# Oatmeal cookie experiment



## SouthCentralUS (Nov 11, 2012)

I had some instant oatmeal packets that had been in the pantry for a year. I bought them for the kids and they won't eat them. Today I opened 3 packets of apple cinnamon, used one dry egg rehydrated and 1/4 cup of water. Made 9 cookies and baked them at 375 for 15 minutes. Guess what? The kids love these cookies. Then I made some strawberry oatmeal the same way. The strawberry is much better than the apple. The texture is different too. 

The oats are raw and crunchy but the inside is chewy. I didn't think it would work without flour and baking powder but they turned out fine.


----------



## Genevieve (Sep 21, 2009)

lol good to know!! :2thumb:


----------



## Jewel (Sep 6, 2014)

interesting! Good on you for trying it! The packets might have added thickeners but oats are great at that themselves. 

I buy old fashioned and/or Irish oats (steel cut) in as large a quantity as possible. They're one of my favorite foods! 

You can also make large rolls of cookie dough and freeze. You can take them out and cut off what yo want just like the commercial cookie dough roll but it's all homemade. I make a lot of oatmeal cookie dough, they're good for a quick breakfast too


----------



## lovetogrow (Jan 25, 2011)

SouthCentralUS said:


> I had some instant oatmeal packets that had been in the pantry for a year. I bought them for the kids and they won't eat them. Today I opened 3 packets of apple cinnamon, used one dry egg rehydrated and 1/4 cup of water. Made 9 cookies and baked them at 375 for 15 minutes. Guess what? The kids love these cookies. Then I made some strawberry oatmeal the same way. The strawberry is much better than the apple. The texture is different too.
> 
> The oats are raw and crunchy but the inside is chewy. I didn't think it would work without flour and baking powder but they turned out fine.


Now that's just clever


----------



## bsflower13 (Apr 23, 2011)

I think that is cool that you experimented. I do that with banana's I buy a bunch and freeze them on clearance. I've made pancakes with 2 mashed very ripe bananas and a egg whisked together and dropped on a hot skillet.


----------



## NaeKid (Oct 17, 2008)

SouthCentralUS said:


> I had some instant oatmeal packets that had been in the pantry for a year. I bought them for the kids and they won't eat them. Today I opened 3 packets of apple cinnamon, used one dry egg rehydrated and 1/4 cup of water. Made 9 cookies and baked them at 375 for 15 minutes. Guess what? The kids love these cookies. Then I made some strawberry oatmeal the same way. The strawberry is much better than the apple. The texture is different too.
> 
> The oats are raw and crunchy but the inside is chewy. I didn't think it would work without flour and baking powder but they turned out fine.
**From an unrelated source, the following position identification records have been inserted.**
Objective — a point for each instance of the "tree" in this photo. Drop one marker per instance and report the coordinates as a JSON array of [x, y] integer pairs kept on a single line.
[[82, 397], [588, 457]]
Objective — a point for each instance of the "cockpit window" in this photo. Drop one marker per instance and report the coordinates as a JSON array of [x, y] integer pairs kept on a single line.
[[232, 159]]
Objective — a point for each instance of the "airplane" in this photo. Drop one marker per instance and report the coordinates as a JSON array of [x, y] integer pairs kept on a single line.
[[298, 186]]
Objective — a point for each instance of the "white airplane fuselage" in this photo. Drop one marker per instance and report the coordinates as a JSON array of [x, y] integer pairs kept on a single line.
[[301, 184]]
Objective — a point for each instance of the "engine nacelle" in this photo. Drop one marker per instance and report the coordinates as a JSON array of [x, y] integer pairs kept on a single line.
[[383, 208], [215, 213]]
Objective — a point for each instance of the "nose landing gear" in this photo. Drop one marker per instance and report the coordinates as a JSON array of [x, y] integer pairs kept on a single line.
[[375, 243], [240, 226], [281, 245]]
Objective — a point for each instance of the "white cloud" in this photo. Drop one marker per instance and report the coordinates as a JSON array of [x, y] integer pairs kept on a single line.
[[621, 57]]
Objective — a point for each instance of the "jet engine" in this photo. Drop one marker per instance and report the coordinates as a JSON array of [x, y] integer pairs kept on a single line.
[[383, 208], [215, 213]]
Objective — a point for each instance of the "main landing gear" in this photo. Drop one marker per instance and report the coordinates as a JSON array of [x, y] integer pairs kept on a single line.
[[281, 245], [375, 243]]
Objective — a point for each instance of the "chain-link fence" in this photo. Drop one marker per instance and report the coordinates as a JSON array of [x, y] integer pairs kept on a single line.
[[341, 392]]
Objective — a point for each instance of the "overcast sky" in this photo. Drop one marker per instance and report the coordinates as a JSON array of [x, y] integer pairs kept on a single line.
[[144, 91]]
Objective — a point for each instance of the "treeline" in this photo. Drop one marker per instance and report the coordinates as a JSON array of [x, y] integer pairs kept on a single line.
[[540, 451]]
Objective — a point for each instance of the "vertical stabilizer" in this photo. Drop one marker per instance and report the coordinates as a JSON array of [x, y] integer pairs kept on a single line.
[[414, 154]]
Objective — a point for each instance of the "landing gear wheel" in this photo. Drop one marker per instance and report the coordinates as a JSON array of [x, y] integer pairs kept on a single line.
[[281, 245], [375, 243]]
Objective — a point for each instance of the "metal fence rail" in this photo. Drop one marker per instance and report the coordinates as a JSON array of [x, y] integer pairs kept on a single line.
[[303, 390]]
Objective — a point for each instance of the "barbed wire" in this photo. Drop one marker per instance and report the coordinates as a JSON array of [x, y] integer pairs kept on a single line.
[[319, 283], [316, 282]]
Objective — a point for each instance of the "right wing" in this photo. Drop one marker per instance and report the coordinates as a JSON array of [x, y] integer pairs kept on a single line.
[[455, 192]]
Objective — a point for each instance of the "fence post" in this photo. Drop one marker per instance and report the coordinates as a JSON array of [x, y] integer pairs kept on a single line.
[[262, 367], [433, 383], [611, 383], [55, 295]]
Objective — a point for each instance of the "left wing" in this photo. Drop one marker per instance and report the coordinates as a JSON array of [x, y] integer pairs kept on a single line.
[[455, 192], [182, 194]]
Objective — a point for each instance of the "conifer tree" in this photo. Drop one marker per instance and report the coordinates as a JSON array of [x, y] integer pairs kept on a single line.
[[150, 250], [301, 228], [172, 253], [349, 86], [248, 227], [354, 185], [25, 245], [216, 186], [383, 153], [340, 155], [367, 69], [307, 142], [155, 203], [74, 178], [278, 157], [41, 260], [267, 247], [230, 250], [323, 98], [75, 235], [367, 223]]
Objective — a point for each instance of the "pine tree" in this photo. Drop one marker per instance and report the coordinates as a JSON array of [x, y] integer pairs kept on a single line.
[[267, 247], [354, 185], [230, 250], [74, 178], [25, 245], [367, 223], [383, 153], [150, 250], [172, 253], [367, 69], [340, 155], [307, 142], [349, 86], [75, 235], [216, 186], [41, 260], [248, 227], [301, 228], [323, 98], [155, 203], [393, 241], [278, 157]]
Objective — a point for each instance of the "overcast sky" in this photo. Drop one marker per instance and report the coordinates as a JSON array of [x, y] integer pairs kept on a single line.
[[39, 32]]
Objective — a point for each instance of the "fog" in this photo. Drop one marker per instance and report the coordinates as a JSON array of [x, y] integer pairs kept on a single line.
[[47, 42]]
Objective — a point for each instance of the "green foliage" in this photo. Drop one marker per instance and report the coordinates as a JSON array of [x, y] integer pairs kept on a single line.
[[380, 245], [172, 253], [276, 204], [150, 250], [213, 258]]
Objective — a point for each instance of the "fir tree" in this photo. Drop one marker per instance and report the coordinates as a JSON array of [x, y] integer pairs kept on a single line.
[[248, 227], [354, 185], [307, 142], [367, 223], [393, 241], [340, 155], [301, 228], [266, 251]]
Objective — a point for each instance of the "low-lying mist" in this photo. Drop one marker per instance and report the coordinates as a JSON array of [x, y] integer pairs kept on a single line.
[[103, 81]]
I was thinking last night after I read this recipe ...

Would you be able to measure out how much oatmeal is in three packets?

The reason why I ask is because I have found that Quaker puts more oatmeal in their individual packets than the local in-store brands do. I can easily eat two packets of oatmeal of the no-name store brands .. I can't finish two packets of the Quaker packets ..

Oh ya ... I am going to try making a batch of these this weekend as well. :2thumb:


----------



## SouthCentralUS (Nov 11, 2012)

3 packets is just a tad over one cup.

I hope you like them.


----------



## NaeKid (Oct 17, 2008)

SouthCentralUS said:


> 3 packets is just a tad over one cup.
> 
> I hope you like them.


I might not last till the weekend, I have some peaches-n-cream packets in my storage room that might just be perfect to try in my toaster-oven tonight for desert ... :2thumb:


----------



## NaeKid (Oct 17, 2008)

I made a batch last night.

I measured my oats to find out how much in each package - exactly 1/3 cup. Three packages together was 1-cup of product.

I have a 4-cup measuring cup that I put 1/4 cup of water and one regular egg into it, beat it with a fork till the water/egg mix was as frothy as possible with just a forking.

Then I poured into that measuring cup the one-cup worth of porridge (I ended up doing Cinnamon-Spice that had a best-before date of July 2014) and using that same fork, mixed it and mixed it and mixed it while my toaster oven was warming up.

Once the toaster oven was warm, I used a table-spoon (soup-spoon) with rubber spatula ( _in my house, it is known as a "Rubber Licker" - it licks the bowl, then you lick it clean - get your mind outta the gutter!!!_ ) to make 8 cookie balls on a lightly oiled toaster-oven sized baking-sheet, baked as instructed at 375°F but I watched them for the 15 minutes. I didn't like how they looked, waited another 2 minutes (for 17 total minutes), liked the way they looked and removed to a cooling rack beside the toaster oven.

Ate the first one.

Tasted like cold porridge.

Not bad at all :teehee:

All-in-all - start to finish including clean-up was 1/2hr.

I give SouthCentralUS two-thumbs-up for this one.

:2thumb:


----------



## backlash (Nov 11, 2008)

Oat meal cookies are one of my favorite.
Years ago my wife made some and I told her they were the best she had ever made. Really raved about them.
She informed me they were made from a bucket of cookie dough bought from my son's school.
Oh well, I can always buy them from the store or make them myself. 
I think I will try your method if we have any instant oats.


----------